Une réponse à l’explosion de la demande
Les data centers, notamment ceux dédiés à l’intelligence artificielle, consomment une part croissante de l’électricité mondiale. Leur demande énergétique pourrait augmenter de 165 % d’ici 2030, selon certaines estimations. Or, plus de la moitié de cette énergie provient encore des énergies fossiles, contribuant significativement aux émissions de gaz à effet de serre.
Sur Terre, ces installations génèrent également des nuisances sonores, une consommation d’eau importante et des rejets thermiques problématiques. Face à ce constat, l’espace apparaît comme une alternative séduisante : un environnement froid naturellement, une exposition solaire permanente et aucun voisin pour se plaindre du bruit des ventilateurs.
Des projets qui prennent forme
Plusieurs startups se sont déjà emparées du concept. Lonestar Data Systems a ainsi posé un mini data center sur la Lune en 2024 – même si l’atterrisseur a fini par basculer. Starcloud planche de son côté sur le lancement d’un satellite équipé de puces Nvidia. Des chercheurs comme Ali Hajimiri (Caltech) explorent également la faisabilité technique de centres de calcul orbitaux massifs.
« Je ne dirai jamais que quelque chose est impossible, mais il y a des défis associés », tempère Ali Hajimiri, professeur à Caltech.
La baisse des coûts de lancement – environ 1 500 dollars par kilogramme – et l’amélioration des rendements des panneaux solaires rendent l’équation moins absurde qu’il n’y paraît. Hajimiri et son équipe estiment même pouvoir produire de l’électricité orbitale à 10 cents le kilowatt-heure, soit moins cher que certaines sources terrestres.
Des obstacles encore colossaux
Si l’idée séduit, sa mise en œuvre se heurte à des défis techniques et économiques majeurs. Les rayonnements cosmiques menacent l’intégrité des composants électroniques. La maintenance et les mises à jour deviendraient un casse-tête logistique, avec des interventions à des centaines de kilomètres d’altitude. La latence des transmissions pourrait également limiter les usages nécessitant des temps de réponse instantanés.
Enfin, le coût reste prohibitif. Malgré la baisse des prix des lancements, envoyer et maintenir un data center en orbite coûterait bien plus cher que de le construire en Virginie ou en Irlande.
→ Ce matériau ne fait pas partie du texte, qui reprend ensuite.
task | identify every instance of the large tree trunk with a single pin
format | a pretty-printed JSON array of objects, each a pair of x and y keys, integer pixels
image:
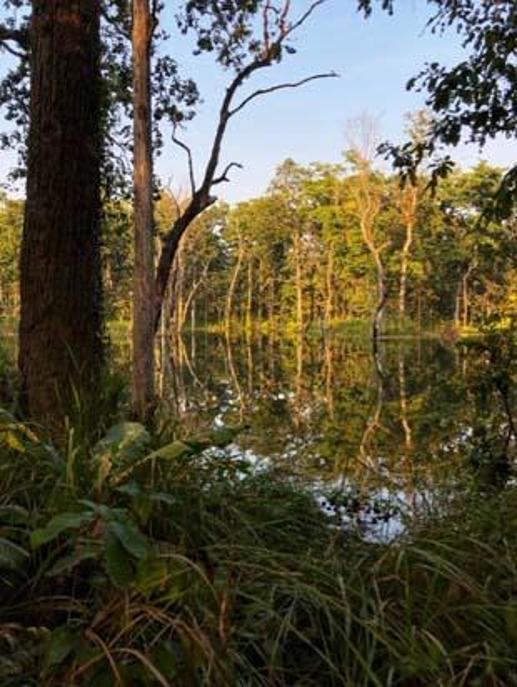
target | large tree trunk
[
  {"x": 143, "y": 280},
  {"x": 60, "y": 280}
]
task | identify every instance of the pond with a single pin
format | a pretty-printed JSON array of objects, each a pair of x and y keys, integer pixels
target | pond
[{"x": 377, "y": 440}]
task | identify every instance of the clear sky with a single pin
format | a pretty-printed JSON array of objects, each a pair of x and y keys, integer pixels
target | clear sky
[{"x": 374, "y": 58}]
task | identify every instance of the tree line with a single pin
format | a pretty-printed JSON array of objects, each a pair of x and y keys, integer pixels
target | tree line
[{"x": 91, "y": 78}]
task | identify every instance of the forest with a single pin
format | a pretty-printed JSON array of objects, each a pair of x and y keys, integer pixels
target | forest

Aucune solution opérationnelle à grande échelle n’est attendue avant plusieurs années, voire décennies.
Un Far West réglementaire en perspective
L’absence de cadre juridique clair pour les activités commerciales dans l’espace pourrait toutefois attirer certaines entreprises. Aujourd’hui, construire un data center sur Terre implique permis, études d’impact et concertations. En orbite, ces contraintes disparaissent – pour le moment.
Les États commencent toutefois à s’intéresser à la question, conscientes que la course à l’espace pourrait nécessiter de nouvelles règles du jeu. Le vide juridique actuel ne durera probablement pas.
Et demain ?
Pour Matthew Weinzierl, économiste à Harvard, les data centers spatiaux trouveront peut-être d’abord des débouchés niche : traitement de données collectées dans l’espace, applications militaires ou scientifiques. Rivaliser avec les infrastructures terrestres supposera de concurrencer sur les coûts et la qualité de service – un pari risqué à court terme.
Reste que l’idée fait son chemin, y compris chez certains élus locaux. À Tucson, en Arizona, une conseillère municipale a plaidé pour investir dans la R&D spatiale plutôt que d’accepter un nouveau data center dans le désert. Preuve que le projet, aussi science-fictionnesque qu’il paraisse, commence à irriguer les débats sur l’aménagement du territoire et la transition énergétique.
À retenir
- La demande énergétique des data centers IA pourrait bondir de 165 % d’ici 2030.
- L’espace offre une énergie solaire continue et évite les nuisances terrestres.
- Plusieurs startups (Lonestar, Starcloud) développent des prototypes.
- Les défis techniques (rayonnement, maintenance, latence) restent immenses.
- Aucun déploiement massif n’est attendu avant plusieurs années.